In all three countries, more conservative values determine the beliefs examined over and above religiosity (despite the positive relationships between conservative values and religiosity).
Furthermore, using quantile regression, they will show that when beliefs are stronger (i.e. at the 60th and 80th percentiles of the distribution of beliefs) the relationships between conservative values/religiosity and beliefs are much stronger than when these beliefs are weaker (i.e., at the 20th and 40th percentiles of the distribution of beliefs), at least in Australia.
Differences and similarities between countries will be discussed.
About the speakers
Professor Julie Anne Lee is the Director of Research and Research Training at the University of Western Australia Business School.
She is also the Founding Director of the Centre for Human and Cultural Values at The University of Western Australia. Her recent research focuses on values theory and measurement, and on how values influence behaviour in adults and children.
Professor Dr. Hester van Herk is a multidisciplinary researcher and full professor of Cross-Cultural Marketing Research at Vrije Universiteit, Amsterdam.
Her recent research focuses on antecedents and consequences of personal and cultural values of consumer behaviour in developed and emerging markets and on research methodology providing insight into differences and similarities between survey responses from different nations and cultural groups.
Several of her scientific and practice-oriented publications in which cross-national comparisons are made uses the European Social Survey.

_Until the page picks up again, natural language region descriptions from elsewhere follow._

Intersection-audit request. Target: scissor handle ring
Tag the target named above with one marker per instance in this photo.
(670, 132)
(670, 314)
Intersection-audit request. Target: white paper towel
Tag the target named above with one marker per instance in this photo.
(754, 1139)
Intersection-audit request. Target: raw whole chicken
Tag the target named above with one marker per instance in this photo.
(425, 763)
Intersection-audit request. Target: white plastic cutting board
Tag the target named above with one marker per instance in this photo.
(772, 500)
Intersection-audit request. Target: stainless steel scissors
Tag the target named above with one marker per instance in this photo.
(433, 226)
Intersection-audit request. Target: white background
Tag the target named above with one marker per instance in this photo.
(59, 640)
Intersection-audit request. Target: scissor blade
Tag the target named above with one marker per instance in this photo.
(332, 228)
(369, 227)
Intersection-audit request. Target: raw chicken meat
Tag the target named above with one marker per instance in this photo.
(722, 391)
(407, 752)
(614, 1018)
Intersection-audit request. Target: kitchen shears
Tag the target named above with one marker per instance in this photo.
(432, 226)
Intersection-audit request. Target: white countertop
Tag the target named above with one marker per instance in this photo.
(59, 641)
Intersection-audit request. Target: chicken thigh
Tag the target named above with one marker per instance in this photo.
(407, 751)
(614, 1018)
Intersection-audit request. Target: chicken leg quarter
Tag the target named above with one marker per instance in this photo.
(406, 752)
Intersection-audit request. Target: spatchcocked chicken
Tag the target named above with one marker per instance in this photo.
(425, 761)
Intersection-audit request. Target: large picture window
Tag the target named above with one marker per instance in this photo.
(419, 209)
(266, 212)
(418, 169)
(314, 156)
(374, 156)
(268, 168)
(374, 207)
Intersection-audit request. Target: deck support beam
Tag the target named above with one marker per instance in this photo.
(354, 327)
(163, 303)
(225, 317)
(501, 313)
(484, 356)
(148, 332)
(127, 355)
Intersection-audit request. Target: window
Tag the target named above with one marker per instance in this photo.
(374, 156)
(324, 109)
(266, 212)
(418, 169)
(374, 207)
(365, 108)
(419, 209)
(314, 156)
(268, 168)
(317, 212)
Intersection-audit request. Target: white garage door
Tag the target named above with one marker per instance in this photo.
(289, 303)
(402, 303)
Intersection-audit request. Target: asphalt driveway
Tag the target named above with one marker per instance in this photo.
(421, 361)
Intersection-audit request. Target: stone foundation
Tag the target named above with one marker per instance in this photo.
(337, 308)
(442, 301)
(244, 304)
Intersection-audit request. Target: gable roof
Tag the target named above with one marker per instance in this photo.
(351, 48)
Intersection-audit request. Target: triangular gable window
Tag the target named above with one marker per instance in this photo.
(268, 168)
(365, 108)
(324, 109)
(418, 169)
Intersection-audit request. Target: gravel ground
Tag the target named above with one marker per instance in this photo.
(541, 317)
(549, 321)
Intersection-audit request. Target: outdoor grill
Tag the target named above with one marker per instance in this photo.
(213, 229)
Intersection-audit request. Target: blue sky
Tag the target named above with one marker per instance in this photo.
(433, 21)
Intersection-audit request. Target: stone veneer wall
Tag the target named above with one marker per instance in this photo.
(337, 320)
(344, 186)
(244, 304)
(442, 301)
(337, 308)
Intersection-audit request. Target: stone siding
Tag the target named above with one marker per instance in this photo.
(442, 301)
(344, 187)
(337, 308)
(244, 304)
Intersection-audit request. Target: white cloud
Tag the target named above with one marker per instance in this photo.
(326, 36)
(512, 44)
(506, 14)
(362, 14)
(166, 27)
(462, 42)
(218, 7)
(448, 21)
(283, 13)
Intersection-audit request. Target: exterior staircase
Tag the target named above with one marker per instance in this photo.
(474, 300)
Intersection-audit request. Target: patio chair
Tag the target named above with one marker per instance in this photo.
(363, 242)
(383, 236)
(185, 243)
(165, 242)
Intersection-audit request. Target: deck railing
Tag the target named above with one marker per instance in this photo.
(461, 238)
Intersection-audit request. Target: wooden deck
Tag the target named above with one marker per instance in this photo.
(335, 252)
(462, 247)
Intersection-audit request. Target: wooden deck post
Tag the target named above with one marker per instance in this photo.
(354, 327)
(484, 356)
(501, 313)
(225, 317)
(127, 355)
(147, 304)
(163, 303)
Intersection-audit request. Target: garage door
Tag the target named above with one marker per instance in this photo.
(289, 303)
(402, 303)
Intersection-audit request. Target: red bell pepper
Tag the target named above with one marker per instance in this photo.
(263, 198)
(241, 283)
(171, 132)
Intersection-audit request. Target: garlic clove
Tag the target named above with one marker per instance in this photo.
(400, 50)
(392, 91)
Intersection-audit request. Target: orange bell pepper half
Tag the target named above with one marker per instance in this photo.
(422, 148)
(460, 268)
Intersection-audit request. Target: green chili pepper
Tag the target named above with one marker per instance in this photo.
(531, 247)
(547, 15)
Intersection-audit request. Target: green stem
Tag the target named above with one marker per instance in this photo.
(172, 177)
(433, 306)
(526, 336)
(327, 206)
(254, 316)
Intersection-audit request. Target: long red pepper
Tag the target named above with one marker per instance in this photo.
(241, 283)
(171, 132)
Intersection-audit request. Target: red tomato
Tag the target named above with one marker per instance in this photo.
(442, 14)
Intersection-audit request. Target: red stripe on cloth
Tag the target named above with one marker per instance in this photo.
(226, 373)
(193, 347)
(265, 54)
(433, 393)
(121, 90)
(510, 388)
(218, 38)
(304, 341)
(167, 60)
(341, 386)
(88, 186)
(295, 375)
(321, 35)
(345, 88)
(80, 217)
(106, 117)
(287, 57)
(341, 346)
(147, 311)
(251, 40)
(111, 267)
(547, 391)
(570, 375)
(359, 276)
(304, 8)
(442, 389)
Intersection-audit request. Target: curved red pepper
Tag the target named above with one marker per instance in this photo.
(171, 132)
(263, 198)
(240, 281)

9.10-9.30am: Comparing Life in Australia and ESS Round 9 data in the UK
One of the main aims of establishing international collaborations between the European Social Survey and other organisations with a similar ethos and goals is to allow us to evaluate the differences and similarities in attitudes and behaviours globally.
Fielding the ESS questionnaire in Australia on the Life in Australia survey offers the opportunity to compare data from the UK and other ESS countries with data collected in Australia around the same time, using the same questions and a similar methodology.
This presentation will discuss a comparison between UK ESS Round 9 data and Australia on variables such as trust in institutions, health and wellbeing.
It will also focus on how the samples of respondents in each country compare given the differences in data collection methods used.
About the speaker
Ruxandra Comanaru (City, University of London) is a Research Fellow at the European Social Survey HQ based at City, University of London.
In this role, she is primarily focusing on the methodological issues around switching from the face-to-face mode of data collection to self-completion.
She is also working on the European Commission-funded SUSTAIN 2 project to maintain and enhance the collaboration between ESS and other similar organisations globally.